Cirurgia de Retina: Preço, Técnicas e Especialista no RJ

Oftalmoscopia indireta para avaliação de retina — Dr. Vitor Torturella RJ

A cirurgia de retina é o procedimento indicado para tratar condições graves como descolamento de retina, buraco macular, membrana epirretiniana e retinopatia diabética proliferativa, entre outras. As técnicas mais utilizadas incluem a vitrectomia via pars plana (VPP), a retinopexia pneumática e o introflexão escleral, sendo a escolha determinada pela condição clínica de cada paciente.
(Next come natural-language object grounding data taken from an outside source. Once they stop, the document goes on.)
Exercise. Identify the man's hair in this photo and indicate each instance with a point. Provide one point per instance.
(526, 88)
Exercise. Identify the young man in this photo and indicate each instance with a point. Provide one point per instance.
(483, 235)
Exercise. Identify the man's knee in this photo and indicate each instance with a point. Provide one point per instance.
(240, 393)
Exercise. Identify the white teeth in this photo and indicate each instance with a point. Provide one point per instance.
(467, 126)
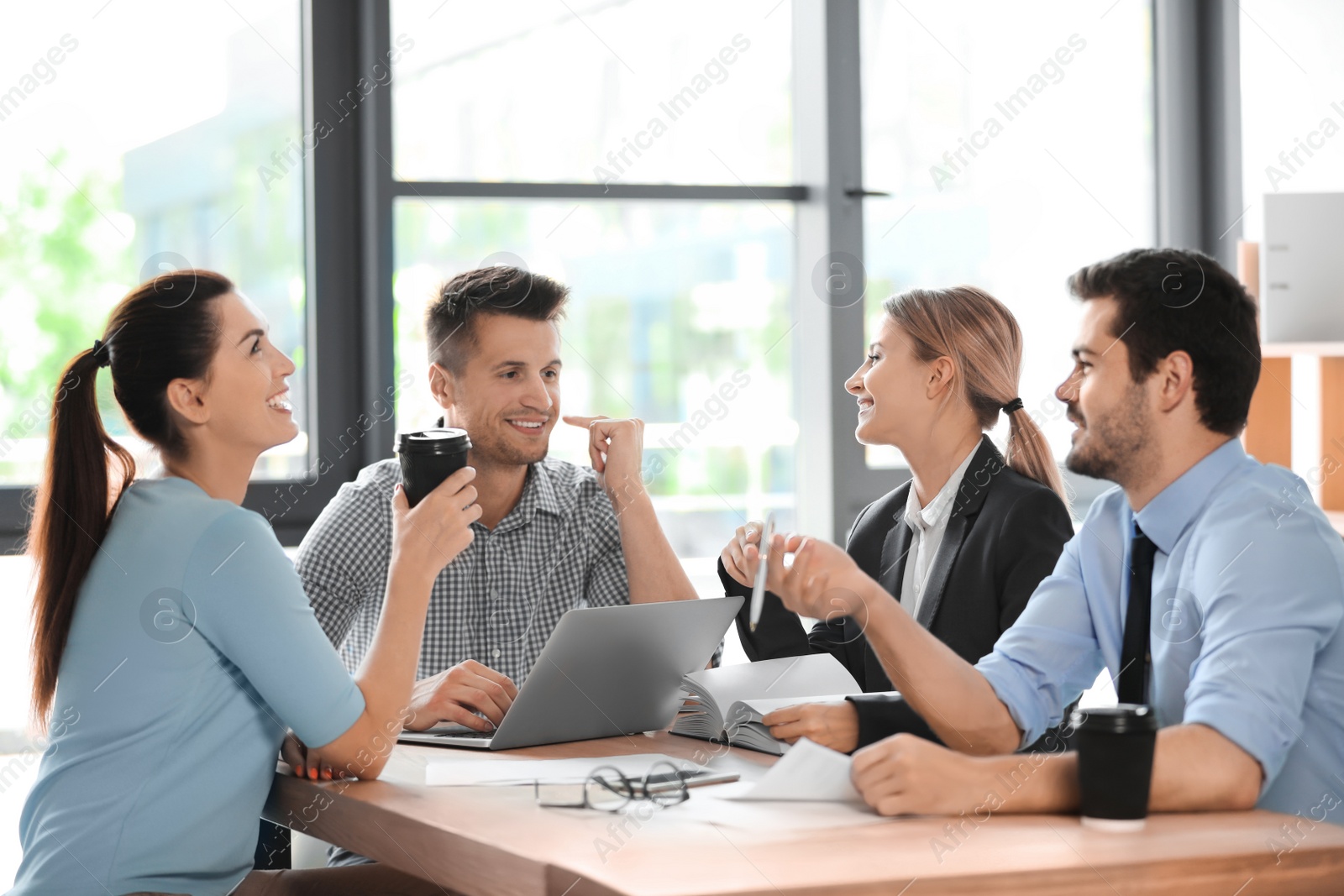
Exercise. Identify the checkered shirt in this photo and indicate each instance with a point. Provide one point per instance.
(496, 602)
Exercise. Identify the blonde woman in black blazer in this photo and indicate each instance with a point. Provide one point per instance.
(944, 365)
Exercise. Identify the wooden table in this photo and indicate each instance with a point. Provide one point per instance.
(494, 841)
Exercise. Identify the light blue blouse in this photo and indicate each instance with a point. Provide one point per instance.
(192, 652)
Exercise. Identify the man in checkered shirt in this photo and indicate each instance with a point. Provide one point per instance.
(553, 537)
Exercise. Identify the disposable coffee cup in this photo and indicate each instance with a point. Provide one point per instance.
(429, 457)
(1115, 765)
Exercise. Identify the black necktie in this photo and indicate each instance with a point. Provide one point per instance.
(1133, 656)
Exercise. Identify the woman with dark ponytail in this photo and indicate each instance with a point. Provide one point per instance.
(174, 647)
(961, 546)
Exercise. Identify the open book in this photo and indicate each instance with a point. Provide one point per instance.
(726, 705)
No Rio de Janeiro, o procedimento é realizado por especialistas em retina em clínicas e hospitais credenciados, com valores variáveis conforme a técnica, o nível de complexidade e a cobertura do plano de saúde.

O que é a cirurgia de retina e quando ela é indicada?
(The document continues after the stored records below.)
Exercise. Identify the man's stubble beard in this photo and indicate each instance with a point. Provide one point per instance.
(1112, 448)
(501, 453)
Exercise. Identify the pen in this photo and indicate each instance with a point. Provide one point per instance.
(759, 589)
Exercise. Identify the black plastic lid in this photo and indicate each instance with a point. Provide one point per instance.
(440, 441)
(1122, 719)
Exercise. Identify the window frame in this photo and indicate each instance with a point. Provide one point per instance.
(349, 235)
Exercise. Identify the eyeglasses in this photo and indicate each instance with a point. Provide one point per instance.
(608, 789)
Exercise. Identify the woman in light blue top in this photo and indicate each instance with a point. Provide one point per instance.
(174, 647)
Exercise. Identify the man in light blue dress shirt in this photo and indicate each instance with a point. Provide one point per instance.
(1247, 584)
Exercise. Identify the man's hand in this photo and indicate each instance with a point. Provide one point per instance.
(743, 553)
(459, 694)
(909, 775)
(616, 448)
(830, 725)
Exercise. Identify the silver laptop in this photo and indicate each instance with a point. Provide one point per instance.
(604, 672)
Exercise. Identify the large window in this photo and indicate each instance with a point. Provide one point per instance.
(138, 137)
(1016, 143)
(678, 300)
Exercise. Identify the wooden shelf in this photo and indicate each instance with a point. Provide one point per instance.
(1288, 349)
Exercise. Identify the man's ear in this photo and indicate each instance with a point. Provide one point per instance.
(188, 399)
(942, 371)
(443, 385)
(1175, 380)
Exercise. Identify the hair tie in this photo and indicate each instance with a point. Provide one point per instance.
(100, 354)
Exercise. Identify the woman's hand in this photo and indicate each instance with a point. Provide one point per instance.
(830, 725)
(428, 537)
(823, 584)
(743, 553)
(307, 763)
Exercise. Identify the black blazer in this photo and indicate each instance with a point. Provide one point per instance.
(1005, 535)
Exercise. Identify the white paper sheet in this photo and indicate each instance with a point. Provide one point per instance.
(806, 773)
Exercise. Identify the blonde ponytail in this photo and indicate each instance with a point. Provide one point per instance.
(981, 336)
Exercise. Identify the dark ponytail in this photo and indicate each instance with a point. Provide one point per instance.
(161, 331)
A retina é a camada neurossensorial que reveste internamente o fundo do olho, responsável por captar a luz e transformá-la em sinais elétricos conduzidos ao cérebro. Qualquer alteração estrutural nessa camada pode comprometer seriamente a função visual — e, em determinados casos, apenas a intervenção cirúrgica é capaz de estabilizar ou restaurar a anatomia ocular.
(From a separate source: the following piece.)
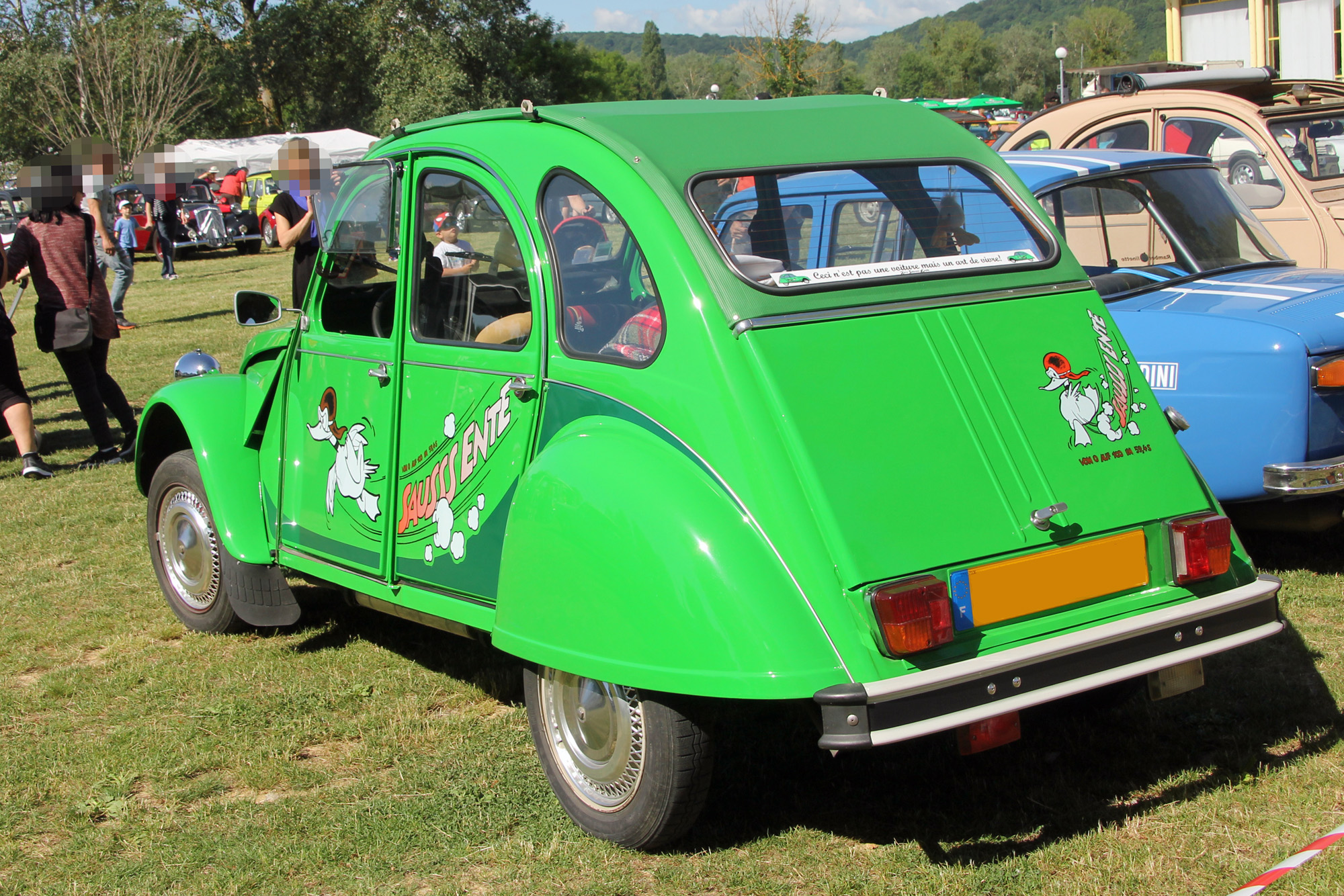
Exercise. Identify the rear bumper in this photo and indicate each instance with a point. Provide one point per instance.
(857, 717)
(1307, 478)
De acordo com o Kanski’s Clinical Ophthalmology (9ª ed., Bowling, 2016), as principais indicações cirúrgicas envolvendo a retina incluem: descolamento de retina regmatogênico (causado por rasgo ou buraco), descolamento tracional (frequentemente associado à retinopatia diabética proliferativa), buraco macular de espessura total, membrana epirretiniana sintomática, hemorragia vítrea persistente e endoftalmite. A janela terapêutica é um fator crítico — especialmente no descolamento de retina, onde a demora no diagnóstico e tratamento pode resultar em perda visual irreversível.

Segundo o Yanoff & Duker Ophthalmology (5ª ed., 2019), a decisão sobre o tipo de cirurgia leva em conta a localização e a extensão da lesão, a integridade do vítreo, a presença de proliferação vitreorretiniana (PVR) e o histórico cirúrgico do olho. Por esse motivo, a avaliação individualizada por um especialista em retina é insubstituível.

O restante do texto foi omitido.